Johanne Riel, directrice, Pierette Mercier, présidente du C.A, et la conseillère Louise Boudrias

Sauvée après des mois d’incertitude

Après plusieurs mois d’incertitude, la Maison d’accueil Mutchmore qui était menacée de fermeture depuis juillet pourra poursuivre ses activités auprès des 2000 résidents du quartier grâce au travail acharné de ses responsables et de l’appui de plusieurs intervenants et organismes de la région.

Il y a plus d’un an, le Comptoir St-Vincent de Paul, qui avait appuyé la Maison au cours des seize dernières années, avait informé ses responsables qu’ils allaient devoir voler de leurs propres ailes puisqu’il ne pouvait plus la supporter financièrement. 

La présidente du conseil d’administration, Pierrette Mercier, a raconté jeudi que la conseillère municipale Louise Boudrias (Parc-de-la-Montagne-Saint-Raymond) a depuis réussi à convaincre ses collègues du conseil municipal que la Maison jouait un rôle essentiel dans le quartier. 

Lors du dernier conseil du 3 octobre, la ville de Gatineau a adopté une résolution pour accorder une subvention de 87 000 $ provenant des surplus de l’ex-ville de Hull qui a été versée à l’Office municipal d’habitation de Gatineau pour l’achat de la maison. 

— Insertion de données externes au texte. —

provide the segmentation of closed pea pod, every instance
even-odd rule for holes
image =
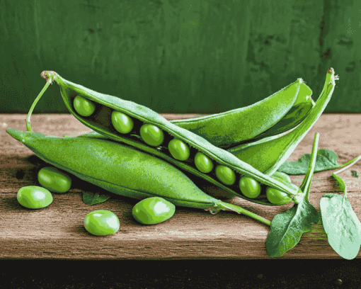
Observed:
[[[270,225],[256,214],[207,195],[171,164],[127,145],[96,137],[6,132],[47,163],[115,194],[138,200],[160,197],[175,205],[212,213],[231,210]]]
[[[251,199],[241,193],[238,181],[243,175],[253,178],[262,184],[285,191],[291,197],[302,193],[300,190],[290,189],[272,177],[263,174],[233,154],[214,147],[197,135],[173,125],[148,108],[72,84],[61,78],[54,72],[43,72],[42,76],[46,78],[48,82],[53,80],[57,81],[61,87],[62,96],[67,107],[85,125],[117,142],[130,144],[137,149],[142,149],[170,162],[179,168],[241,198],[254,203],[272,205],[267,200],[265,196],[260,198]],[[73,100],[78,95],[81,95],[95,105],[95,111],[91,115],[83,118],[74,108]],[[110,120],[113,111],[120,111],[132,119],[134,134],[121,134],[114,128]],[[148,133],[146,130],[153,130],[156,133]],[[162,135],[164,137],[161,137]],[[190,151],[189,159],[185,161],[177,159],[169,152],[170,149],[164,149],[168,148],[168,144],[173,139],[180,140],[188,145]],[[153,142],[154,140],[156,141]],[[194,158],[197,152],[201,152],[218,166],[217,166],[218,170],[207,174],[202,172],[195,164]]]

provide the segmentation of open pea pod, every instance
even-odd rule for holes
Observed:
[[[43,72],[41,76],[47,79],[47,85],[30,108],[27,120],[28,131],[31,131],[28,123],[32,109],[47,86],[55,81],[60,86],[65,105],[73,115],[88,128],[112,140],[126,143],[137,149],[161,158],[235,196],[253,203],[263,205],[283,205],[290,203],[292,199],[294,200],[294,197],[297,194],[303,194],[300,189],[291,188],[277,179],[262,174],[232,154],[215,147],[192,132],[172,124],[145,106],[92,91],[63,79],[55,72]],[[77,101],[80,101],[85,103],[83,110],[76,109],[76,106],[79,106]],[[126,133],[120,132],[119,128],[115,128],[113,118],[114,113],[121,114],[122,116],[118,117],[125,120],[123,125],[132,123],[130,130]],[[143,130],[144,125],[150,127]],[[155,128],[157,137],[161,136],[160,137],[161,142],[155,145],[142,135],[142,132],[147,133],[147,130],[151,127]],[[183,158],[187,152],[188,156]],[[197,153],[201,154],[198,156],[200,155],[203,159],[203,164],[201,164],[200,166],[195,162]],[[207,163],[206,166],[212,168],[210,171],[205,173],[201,171],[200,167],[205,163]],[[285,200],[286,203],[273,204],[268,200],[265,193],[261,193],[256,198],[246,197],[241,192],[239,185],[242,176],[251,178],[258,181],[263,186],[263,192],[265,191],[266,187],[271,187],[285,193],[290,198]]]
[[[338,79],[333,69],[328,69],[323,88],[314,107],[293,130],[284,135],[264,137],[253,142],[239,145],[228,149],[228,152],[263,174],[272,175],[287,159],[321,115],[335,89],[335,81]]]
[[[113,193],[138,200],[161,197],[175,205],[212,214],[234,211],[270,225],[260,216],[207,195],[167,162],[128,145],[111,140],[59,137],[13,129],[6,132],[47,163]]]

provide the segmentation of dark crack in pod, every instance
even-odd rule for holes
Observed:
[[[60,86],[60,91],[66,106],[79,121],[88,128],[118,142],[121,142],[143,150],[192,173],[207,181],[238,196],[240,198],[253,203],[263,205],[279,205],[290,203],[294,200],[298,193],[303,193],[298,190],[291,188],[270,176],[265,175],[253,166],[241,161],[232,154],[215,147],[204,138],[179,128],[154,110],[134,103],[125,101],[118,97],[105,95],[88,89],[84,86],[67,81],[55,72],[43,72],[41,76],[47,81],[55,81]],[[89,113],[79,114],[74,108],[74,101],[78,97],[84,98],[90,103]],[[130,118],[133,123],[132,128],[127,133],[118,131],[112,123],[112,113],[120,112]],[[155,125],[161,130],[164,140],[159,146],[147,144],[141,137],[141,128],[143,125]],[[182,141],[189,148],[189,157],[186,160],[176,159],[171,154],[168,144],[173,140]],[[195,166],[194,159],[197,152],[201,152],[210,158],[213,164],[212,171],[202,173]],[[216,170],[219,168],[233,172],[234,181],[222,182],[216,175]],[[222,171],[222,169],[221,169]],[[252,178],[260,183],[262,186],[261,193],[256,198],[250,198],[243,196],[239,188],[239,183],[243,176]],[[272,204],[268,202],[265,194],[265,186],[285,192],[290,197],[282,203]]]

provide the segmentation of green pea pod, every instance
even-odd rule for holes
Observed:
[[[290,201],[292,199],[294,200],[294,197],[297,194],[303,193],[299,189],[296,191],[290,188],[270,176],[262,174],[232,154],[212,145],[204,138],[171,123],[145,106],[92,91],[64,79],[55,72],[43,72],[41,76],[47,79],[47,84],[30,108],[27,118],[28,131],[31,131],[30,115],[32,110],[48,85],[55,81],[60,86],[61,94],[66,106],[75,118],[88,128],[112,140],[126,143],[137,149],[160,157],[219,188],[253,203],[269,205],[278,205],[268,202],[265,193],[253,199],[243,196],[238,184],[242,176],[255,179],[264,187],[270,186],[286,193],[290,197]],[[86,100],[86,103],[88,105],[86,109],[81,112],[82,115],[74,106],[79,104],[76,98],[81,99],[79,97]],[[132,123],[132,129],[128,133],[120,133],[114,128],[112,119],[114,112],[122,113],[126,118],[127,118],[127,121]],[[163,144],[154,147],[146,143],[147,142],[141,137],[141,128],[144,124],[154,125],[164,133]],[[188,147],[188,149],[190,150],[188,159],[180,161],[172,156],[168,144],[174,138],[180,140],[183,145]],[[196,167],[194,157],[197,152],[202,153],[213,163],[214,169],[212,171],[207,174],[202,173]]]
[[[235,211],[270,225],[269,220],[207,195],[168,162],[127,145],[13,129],[6,132],[47,163],[115,194],[139,200],[161,197],[175,205],[213,214],[220,210]]]
[[[314,102],[312,91],[302,79],[251,106],[173,124],[228,149],[254,140],[280,135],[306,118]]]
[[[291,155],[297,144],[319,118],[327,106],[335,89],[333,69],[328,70],[325,84],[314,108],[304,120],[291,132],[276,137],[265,137],[258,141],[228,149],[239,159],[250,164],[265,174],[273,174]]]

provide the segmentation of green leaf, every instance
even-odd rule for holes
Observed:
[[[340,186],[345,189],[342,178],[336,178],[340,179]],[[326,193],[321,198],[320,206],[328,244],[341,257],[355,259],[361,246],[361,223],[346,196]]]
[[[299,242],[303,233],[311,232],[311,225],[320,219],[319,212],[308,200],[303,199],[290,209],[276,215],[265,242],[270,257],[279,257]]]
[[[265,242],[270,257],[279,257],[292,249],[299,242],[303,233],[311,232],[311,225],[316,224],[320,215],[309,203],[309,194],[314,175],[319,134],[315,135],[309,169],[299,187],[305,196],[292,208],[276,215],[271,221],[270,230]]]
[[[309,167],[310,154],[305,154],[296,162],[285,162],[278,168],[277,171],[288,174],[305,174]],[[317,152],[316,166],[314,171],[322,171],[328,169],[342,168],[350,164],[357,162],[360,157],[356,157],[344,164],[338,164],[338,155],[336,152],[326,149],[321,149]]]
[[[99,204],[104,203],[110,196],[110,194],[84,191],[83,192],[83,201],[87,205]]]

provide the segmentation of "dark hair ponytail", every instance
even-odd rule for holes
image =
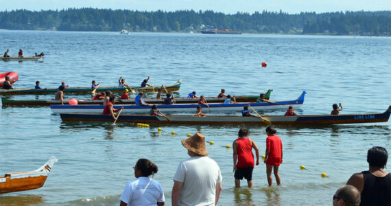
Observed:
[[[149,176],[158,172],[158,166],[146,159],[139,159],[136,169],[141,171],[142,176]]]
[[[274,135],[277,133],[277,130],[274,128],[272,126],[269,126],[266,128],[266,133],[269,133],[270,134]]]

C’est jeudi dernier que la signature d’un protocole d’entente entre l’Office municipal d’habitation de Gatineau et la Maison Mutchmore, située au 142 de la rue Mutchmore, a confirmé son sauvetage.

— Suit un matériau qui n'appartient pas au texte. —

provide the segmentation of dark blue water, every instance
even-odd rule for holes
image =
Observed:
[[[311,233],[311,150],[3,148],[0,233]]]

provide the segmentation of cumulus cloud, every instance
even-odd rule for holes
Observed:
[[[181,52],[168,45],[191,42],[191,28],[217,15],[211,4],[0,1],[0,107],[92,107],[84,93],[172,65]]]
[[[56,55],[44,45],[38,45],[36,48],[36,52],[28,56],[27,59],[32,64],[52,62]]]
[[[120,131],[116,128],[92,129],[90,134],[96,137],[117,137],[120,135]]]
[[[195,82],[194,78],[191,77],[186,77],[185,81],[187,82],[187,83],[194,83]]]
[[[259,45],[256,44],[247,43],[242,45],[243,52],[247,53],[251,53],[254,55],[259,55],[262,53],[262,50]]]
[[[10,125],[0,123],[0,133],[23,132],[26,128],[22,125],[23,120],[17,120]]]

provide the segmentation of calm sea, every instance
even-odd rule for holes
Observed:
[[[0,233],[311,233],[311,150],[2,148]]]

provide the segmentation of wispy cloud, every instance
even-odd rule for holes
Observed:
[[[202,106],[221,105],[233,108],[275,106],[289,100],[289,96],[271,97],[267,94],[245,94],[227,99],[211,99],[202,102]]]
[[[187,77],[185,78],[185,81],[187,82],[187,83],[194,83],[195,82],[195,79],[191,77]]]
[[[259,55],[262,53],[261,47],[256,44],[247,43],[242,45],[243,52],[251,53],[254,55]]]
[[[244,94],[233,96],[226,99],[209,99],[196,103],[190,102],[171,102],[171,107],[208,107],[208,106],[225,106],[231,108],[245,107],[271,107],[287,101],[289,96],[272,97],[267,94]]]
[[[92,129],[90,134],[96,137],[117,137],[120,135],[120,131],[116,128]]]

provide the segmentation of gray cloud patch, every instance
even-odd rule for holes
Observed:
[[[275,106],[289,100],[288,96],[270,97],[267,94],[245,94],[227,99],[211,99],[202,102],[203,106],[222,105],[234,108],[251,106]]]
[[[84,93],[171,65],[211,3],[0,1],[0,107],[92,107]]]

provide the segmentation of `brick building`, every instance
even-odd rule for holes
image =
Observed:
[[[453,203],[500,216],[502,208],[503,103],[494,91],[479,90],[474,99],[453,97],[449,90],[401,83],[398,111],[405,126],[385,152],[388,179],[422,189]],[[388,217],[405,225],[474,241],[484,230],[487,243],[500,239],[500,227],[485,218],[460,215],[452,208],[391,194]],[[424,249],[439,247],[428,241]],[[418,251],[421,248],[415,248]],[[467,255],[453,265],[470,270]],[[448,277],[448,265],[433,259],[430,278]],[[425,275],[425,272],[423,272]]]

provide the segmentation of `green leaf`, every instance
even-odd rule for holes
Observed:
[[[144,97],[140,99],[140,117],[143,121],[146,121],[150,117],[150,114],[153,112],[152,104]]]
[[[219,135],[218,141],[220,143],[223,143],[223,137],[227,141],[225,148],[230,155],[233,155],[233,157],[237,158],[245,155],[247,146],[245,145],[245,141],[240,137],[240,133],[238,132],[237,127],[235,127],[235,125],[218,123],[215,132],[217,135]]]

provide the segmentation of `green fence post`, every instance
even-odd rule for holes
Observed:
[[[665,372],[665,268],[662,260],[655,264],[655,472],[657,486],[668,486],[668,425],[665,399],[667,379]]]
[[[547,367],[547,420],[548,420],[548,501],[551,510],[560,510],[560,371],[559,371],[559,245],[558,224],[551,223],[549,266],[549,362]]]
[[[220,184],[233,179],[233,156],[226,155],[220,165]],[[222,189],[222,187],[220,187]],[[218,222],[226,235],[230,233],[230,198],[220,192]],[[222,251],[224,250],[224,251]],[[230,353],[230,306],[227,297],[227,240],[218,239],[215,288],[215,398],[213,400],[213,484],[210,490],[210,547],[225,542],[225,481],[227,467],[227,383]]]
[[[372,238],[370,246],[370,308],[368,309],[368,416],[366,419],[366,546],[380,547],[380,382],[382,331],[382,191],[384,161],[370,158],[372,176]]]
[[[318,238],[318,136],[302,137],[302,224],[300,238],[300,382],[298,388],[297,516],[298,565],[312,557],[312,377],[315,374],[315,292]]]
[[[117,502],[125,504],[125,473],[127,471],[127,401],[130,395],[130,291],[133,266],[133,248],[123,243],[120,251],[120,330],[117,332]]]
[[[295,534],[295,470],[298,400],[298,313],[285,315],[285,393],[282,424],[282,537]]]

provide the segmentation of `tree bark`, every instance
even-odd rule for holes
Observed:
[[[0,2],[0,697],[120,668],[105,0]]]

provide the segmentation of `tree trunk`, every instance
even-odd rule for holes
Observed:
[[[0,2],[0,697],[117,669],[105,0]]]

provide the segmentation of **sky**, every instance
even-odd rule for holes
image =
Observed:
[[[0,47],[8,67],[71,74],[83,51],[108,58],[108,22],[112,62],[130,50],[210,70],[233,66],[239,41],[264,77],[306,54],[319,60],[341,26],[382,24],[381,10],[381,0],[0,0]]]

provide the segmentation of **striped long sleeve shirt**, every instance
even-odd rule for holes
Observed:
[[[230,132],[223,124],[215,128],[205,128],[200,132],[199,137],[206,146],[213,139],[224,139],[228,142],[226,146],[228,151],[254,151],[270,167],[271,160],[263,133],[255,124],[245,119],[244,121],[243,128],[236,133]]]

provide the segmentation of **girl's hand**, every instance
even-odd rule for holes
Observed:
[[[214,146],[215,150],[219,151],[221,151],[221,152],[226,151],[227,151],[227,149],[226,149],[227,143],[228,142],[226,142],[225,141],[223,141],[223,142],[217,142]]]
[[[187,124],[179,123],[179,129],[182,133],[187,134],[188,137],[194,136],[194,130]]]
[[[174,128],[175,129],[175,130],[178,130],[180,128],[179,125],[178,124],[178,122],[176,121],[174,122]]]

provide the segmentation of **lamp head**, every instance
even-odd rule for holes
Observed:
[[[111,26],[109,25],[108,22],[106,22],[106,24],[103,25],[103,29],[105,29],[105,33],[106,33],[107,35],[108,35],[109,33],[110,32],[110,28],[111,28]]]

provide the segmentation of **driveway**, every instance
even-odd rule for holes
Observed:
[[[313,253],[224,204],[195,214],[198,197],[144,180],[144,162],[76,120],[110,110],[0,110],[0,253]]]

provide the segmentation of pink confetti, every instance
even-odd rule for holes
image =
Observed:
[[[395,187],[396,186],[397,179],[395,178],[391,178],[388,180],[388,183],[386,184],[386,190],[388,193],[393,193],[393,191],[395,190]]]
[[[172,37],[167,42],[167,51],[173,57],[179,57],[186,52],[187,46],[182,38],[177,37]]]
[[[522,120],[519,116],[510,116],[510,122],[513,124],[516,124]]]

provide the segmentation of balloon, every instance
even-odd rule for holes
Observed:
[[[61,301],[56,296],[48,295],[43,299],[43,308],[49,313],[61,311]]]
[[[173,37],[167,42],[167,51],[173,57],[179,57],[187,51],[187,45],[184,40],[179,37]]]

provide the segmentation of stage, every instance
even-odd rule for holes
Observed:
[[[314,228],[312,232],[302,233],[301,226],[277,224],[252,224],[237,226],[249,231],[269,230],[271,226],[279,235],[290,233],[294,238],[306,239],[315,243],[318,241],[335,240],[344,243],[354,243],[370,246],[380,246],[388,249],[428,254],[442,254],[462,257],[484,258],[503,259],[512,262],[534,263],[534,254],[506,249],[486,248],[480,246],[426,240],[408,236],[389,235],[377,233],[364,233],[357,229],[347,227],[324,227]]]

«C’est avec un soupir de soulagement que nous pouvons annoncer que la Maison est sauvée. La conseillère municipale Louise Boudrias nous répétait sans cesse que la Maison Mutchmore ne fermerait pas. Et aujourd’hui, nous annonçons la bonne nouvelle. On ne vivra pas riche, mais on va vivre», a raconté Mme Mercier.

«Pour moi, en cette fin de mon premier mandat, c’est comme un cadeau du coeur», a expliqué avec soulagement la conseillère Boudrias.

Située dans un des quartiers les plus défavorisés de la ville de Gatineau, la Maison Mutchmore compte deux employés et l’aide d’un groupe de 20 personnes bénévoles du quartier. Elle offre des activités parascolaires aux enfants, des cours de francisation aux nouveaux arrivants, des services de garderie, des ateliers de couture, et un lieu de rencontres.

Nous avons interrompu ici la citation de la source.